X

MLB Exec Says Masataka Yoshida 'Worth Less Than Half' of $90M Red Sox Contract

Doric SamDecember 8, 2022

YOKOHAMA, JAPAN - AUGUST 07: Outfielder Masataka Yoshida #34 of Team Japan reacts while at bat in the sixth inning against Team United States during the gold medal game between Team United States and Team Japan on day fifteen of the Tokyo 2020 Olympic Games at Yokohama Baseball Stadium on August 07, 2021 in Yokohama, Kanagawa, Japan. (Photo by Steph Chambers/Getty Images)
Steph Chambers/Getty Images

The Boston Red Sox raised some eyebrows on Wednesday when they signed outfielder Masataka Yoshida to a five-year, $90 million contract, and many are still confused by the deal.

ESPN's Kiley McDaniel spoke to "10 sources" who all "thought the Red Sox overpaid by a hefty margin." One executive went as far as to say, "We thought he was worth less than half of what they paid."

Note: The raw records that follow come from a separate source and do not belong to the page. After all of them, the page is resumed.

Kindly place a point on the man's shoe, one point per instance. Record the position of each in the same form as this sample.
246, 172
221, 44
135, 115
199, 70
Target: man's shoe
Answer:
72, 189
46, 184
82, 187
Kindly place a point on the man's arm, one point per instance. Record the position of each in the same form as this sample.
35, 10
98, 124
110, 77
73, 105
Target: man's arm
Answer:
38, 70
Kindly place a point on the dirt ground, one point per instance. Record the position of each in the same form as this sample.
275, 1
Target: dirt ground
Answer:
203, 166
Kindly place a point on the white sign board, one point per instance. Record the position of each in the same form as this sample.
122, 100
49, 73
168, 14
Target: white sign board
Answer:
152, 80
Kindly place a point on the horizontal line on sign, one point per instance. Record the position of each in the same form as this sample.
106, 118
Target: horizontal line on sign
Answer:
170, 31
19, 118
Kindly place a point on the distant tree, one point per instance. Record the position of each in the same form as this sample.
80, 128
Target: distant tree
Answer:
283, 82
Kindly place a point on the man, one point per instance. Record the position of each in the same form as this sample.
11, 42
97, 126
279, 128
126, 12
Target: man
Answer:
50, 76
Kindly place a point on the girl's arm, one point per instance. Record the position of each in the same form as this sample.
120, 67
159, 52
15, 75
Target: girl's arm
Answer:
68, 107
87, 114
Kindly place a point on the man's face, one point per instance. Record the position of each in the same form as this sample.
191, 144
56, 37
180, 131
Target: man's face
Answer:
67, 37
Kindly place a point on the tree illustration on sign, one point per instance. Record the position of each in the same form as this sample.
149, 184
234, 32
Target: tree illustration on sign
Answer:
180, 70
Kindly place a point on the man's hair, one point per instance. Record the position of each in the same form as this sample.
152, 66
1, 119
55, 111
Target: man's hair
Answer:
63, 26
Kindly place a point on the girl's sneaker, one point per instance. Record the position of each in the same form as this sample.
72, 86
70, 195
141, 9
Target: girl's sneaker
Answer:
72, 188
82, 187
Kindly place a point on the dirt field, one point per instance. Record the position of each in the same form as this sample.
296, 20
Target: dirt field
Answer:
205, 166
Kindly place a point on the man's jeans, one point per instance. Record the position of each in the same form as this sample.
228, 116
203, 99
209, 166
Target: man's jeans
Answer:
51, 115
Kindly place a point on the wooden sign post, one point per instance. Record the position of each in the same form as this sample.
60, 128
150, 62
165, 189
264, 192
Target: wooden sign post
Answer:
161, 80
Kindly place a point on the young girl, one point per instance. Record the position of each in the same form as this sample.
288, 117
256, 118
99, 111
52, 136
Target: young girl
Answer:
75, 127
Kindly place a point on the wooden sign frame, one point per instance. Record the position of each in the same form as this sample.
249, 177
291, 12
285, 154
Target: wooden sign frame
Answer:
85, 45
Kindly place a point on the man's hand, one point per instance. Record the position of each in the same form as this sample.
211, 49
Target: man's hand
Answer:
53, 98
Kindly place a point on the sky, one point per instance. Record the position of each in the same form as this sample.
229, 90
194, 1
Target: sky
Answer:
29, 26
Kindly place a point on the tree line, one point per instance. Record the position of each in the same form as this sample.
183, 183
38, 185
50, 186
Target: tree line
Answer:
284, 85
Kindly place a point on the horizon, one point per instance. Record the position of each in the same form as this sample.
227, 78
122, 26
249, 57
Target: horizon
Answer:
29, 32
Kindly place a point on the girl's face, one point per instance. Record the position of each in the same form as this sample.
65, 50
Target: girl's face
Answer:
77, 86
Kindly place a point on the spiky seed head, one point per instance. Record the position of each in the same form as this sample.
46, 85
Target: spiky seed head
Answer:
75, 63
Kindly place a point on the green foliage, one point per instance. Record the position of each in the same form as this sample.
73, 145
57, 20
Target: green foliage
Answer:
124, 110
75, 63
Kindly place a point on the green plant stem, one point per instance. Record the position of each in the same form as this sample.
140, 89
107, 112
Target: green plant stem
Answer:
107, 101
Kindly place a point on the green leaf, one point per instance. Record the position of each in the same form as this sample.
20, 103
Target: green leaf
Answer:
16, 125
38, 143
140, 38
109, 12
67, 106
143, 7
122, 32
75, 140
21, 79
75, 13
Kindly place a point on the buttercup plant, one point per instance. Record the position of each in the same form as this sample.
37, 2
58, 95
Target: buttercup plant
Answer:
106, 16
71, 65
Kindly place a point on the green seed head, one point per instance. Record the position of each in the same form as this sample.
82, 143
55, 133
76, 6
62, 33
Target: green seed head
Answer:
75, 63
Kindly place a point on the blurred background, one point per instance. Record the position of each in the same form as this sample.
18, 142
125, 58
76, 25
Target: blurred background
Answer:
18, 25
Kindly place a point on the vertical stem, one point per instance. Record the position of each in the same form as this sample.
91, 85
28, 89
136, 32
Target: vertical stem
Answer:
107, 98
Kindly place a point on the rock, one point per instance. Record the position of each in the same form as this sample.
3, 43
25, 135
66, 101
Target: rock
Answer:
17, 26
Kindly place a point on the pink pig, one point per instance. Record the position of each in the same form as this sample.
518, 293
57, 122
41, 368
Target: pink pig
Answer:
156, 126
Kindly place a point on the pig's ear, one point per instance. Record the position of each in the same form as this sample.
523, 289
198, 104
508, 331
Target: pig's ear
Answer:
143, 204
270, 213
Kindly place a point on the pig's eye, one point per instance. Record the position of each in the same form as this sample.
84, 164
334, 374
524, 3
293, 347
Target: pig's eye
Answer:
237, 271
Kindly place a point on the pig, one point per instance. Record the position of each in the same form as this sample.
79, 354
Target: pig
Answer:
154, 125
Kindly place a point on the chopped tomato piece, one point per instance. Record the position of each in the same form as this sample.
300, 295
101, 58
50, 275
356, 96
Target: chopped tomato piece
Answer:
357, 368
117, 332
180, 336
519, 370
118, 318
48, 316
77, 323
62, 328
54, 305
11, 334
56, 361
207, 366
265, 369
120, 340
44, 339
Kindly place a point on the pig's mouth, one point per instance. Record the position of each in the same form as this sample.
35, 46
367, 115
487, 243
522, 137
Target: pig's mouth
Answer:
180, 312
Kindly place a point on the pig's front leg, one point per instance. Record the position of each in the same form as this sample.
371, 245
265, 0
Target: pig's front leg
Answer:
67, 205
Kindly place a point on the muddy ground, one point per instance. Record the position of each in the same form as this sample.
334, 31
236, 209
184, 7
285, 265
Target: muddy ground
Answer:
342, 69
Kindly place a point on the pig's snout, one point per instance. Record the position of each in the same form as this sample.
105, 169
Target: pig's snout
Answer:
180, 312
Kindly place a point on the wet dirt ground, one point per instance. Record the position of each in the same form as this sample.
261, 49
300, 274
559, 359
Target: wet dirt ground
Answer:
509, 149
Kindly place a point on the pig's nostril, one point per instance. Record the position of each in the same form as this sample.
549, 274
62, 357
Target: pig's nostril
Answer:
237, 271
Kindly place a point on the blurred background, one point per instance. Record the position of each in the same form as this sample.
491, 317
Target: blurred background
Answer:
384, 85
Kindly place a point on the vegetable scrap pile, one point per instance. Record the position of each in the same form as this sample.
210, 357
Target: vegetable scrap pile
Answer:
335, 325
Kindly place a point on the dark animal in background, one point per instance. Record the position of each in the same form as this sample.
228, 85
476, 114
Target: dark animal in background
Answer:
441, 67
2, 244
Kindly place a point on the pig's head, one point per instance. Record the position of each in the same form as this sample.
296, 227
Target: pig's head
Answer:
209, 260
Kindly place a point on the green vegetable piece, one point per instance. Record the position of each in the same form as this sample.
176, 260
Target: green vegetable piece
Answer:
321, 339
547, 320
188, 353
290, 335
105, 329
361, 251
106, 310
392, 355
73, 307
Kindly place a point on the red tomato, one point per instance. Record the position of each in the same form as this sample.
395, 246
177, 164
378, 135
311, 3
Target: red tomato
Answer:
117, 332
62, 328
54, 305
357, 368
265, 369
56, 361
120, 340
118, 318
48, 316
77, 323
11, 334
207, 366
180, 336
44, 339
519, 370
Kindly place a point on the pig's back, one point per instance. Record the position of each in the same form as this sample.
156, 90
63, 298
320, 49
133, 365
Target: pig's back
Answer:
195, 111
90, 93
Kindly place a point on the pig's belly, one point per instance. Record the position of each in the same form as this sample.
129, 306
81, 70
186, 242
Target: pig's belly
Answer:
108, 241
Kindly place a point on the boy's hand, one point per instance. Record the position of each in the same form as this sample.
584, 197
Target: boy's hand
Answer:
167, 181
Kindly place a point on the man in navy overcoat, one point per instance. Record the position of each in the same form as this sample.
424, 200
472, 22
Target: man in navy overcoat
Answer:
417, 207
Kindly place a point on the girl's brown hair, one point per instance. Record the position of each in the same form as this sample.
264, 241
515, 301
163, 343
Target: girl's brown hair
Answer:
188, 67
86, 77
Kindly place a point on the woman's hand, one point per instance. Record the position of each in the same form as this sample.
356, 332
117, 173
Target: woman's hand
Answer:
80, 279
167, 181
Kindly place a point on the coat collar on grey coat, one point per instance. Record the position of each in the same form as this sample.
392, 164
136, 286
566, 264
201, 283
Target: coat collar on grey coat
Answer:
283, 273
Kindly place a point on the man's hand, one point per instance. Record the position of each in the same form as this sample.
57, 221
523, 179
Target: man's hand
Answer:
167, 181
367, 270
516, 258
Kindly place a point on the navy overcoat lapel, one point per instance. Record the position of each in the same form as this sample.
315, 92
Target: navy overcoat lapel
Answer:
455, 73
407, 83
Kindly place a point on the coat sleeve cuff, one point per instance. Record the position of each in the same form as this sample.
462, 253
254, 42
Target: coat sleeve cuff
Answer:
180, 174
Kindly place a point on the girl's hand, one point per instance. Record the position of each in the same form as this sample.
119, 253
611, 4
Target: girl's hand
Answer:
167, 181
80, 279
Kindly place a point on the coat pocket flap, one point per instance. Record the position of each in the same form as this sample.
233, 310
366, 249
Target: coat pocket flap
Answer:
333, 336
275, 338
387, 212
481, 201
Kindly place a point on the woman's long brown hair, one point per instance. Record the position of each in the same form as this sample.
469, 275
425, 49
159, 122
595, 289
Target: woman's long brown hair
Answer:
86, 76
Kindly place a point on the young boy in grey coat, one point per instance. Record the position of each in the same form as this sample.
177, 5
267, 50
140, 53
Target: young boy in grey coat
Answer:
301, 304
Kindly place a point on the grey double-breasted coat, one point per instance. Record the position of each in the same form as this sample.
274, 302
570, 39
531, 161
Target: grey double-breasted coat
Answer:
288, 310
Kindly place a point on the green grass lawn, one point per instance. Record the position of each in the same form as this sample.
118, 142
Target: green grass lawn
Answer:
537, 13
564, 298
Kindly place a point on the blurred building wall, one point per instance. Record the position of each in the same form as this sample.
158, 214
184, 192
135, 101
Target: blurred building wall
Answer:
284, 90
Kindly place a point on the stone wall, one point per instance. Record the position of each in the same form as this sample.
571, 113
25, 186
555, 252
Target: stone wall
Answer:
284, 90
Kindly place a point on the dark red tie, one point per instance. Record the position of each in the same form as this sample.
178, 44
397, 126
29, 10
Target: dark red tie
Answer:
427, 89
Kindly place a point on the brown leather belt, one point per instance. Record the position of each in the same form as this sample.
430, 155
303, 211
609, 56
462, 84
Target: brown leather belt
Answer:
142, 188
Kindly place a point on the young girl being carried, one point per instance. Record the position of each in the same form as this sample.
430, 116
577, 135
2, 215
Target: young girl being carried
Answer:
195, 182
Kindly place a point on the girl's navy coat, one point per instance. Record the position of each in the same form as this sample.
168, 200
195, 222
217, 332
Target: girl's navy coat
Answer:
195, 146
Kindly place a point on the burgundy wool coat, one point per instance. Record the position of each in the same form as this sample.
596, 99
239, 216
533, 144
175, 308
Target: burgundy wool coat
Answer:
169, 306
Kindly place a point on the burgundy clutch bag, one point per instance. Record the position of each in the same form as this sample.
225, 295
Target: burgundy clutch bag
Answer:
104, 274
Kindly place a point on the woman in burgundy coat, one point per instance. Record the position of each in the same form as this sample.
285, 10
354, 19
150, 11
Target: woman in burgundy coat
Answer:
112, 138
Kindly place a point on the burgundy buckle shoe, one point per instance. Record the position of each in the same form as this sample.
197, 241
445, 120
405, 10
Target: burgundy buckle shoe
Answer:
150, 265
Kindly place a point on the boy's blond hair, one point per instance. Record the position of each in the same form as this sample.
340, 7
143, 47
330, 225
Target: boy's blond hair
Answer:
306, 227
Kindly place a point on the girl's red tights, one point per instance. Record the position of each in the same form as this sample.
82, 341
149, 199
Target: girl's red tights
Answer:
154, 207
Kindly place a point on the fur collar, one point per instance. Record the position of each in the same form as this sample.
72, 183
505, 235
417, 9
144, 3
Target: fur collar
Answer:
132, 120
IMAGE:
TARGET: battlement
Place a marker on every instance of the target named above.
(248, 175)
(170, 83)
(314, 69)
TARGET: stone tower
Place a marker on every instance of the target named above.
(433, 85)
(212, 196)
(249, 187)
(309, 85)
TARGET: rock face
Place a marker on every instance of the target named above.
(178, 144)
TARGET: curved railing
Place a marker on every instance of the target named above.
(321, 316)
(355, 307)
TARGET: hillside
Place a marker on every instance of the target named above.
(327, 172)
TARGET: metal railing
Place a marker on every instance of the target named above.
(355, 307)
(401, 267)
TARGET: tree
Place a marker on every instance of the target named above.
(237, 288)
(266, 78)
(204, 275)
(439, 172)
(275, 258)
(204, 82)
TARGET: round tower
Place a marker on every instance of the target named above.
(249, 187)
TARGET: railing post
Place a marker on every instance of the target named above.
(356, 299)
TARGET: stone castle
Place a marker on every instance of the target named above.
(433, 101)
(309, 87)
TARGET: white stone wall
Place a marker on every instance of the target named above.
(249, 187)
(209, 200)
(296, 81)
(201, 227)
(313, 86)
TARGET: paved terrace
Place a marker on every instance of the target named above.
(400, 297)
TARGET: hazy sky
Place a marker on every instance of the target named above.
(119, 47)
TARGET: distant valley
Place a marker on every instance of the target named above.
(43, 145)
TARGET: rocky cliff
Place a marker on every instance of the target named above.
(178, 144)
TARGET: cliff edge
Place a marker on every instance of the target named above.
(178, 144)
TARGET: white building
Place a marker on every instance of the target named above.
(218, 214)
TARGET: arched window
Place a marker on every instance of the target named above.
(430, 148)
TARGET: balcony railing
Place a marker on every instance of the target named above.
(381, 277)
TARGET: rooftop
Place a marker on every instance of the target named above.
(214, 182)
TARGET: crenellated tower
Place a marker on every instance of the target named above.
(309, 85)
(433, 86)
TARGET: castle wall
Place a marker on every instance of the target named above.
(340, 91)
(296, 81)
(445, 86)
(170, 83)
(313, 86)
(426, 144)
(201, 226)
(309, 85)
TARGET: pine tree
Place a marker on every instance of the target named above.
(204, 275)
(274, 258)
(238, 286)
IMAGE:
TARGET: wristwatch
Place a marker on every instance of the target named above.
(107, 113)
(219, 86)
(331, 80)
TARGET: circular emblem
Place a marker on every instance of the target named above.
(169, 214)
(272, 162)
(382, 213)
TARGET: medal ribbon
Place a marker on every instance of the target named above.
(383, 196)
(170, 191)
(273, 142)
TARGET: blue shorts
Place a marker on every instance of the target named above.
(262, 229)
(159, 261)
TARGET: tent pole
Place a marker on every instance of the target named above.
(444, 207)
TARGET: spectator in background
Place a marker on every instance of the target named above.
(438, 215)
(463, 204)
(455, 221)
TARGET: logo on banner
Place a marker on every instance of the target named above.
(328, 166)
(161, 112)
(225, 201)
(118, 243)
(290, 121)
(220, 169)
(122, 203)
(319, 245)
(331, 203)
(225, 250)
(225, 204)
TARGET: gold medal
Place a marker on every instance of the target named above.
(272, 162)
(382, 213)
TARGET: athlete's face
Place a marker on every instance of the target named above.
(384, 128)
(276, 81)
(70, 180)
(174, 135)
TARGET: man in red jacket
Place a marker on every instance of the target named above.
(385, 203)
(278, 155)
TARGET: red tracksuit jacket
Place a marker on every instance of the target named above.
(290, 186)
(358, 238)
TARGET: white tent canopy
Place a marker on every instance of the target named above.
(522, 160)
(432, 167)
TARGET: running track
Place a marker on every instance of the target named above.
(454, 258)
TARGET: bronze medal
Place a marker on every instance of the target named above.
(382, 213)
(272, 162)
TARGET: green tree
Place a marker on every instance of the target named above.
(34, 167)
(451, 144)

Yoshida played seven seasons with the Orix Buffaloes, the reigning Japan Series champions. This past season, he hit .335/.447/.561 with 21 home runs, 80 walks and 41 strikeouts in 508 plate appearances. In his career, he's hit .326/.419/.538 with just 307 strikeouts in 3,251 plate appearances.

However, there are many around the league that believe Yoshida is simply not worth the price Boston paid, which included a $15.4 million posting fee to the Buffaloes. He will turn 30 in July and projects to be limited defensively. McDaniel stated that he played 79 games as a designated hitter against just 40 games in the outfield.

While there are question marks about his ability to be an every day outfielder, Yoshida's impressive hitting ability could make up for any defensive woes.

McDaniel stated: "Everyone I spoke with likes his swing and thinks he has average raw power, which if tapped into would translate to the 18-20 homer area that he has already demonstrated. A rival exec with a rosier projection put it this way: 'Our evals think he can really hit ... a little rich but not totally out of bounds if you're REALLY buying into the bat.'"

The Red Sox are known for their tight spending habits, so the fact that they broke the bank for Yoshida is telling of their belief in him. Only time will tell if Boston's gamble pays off.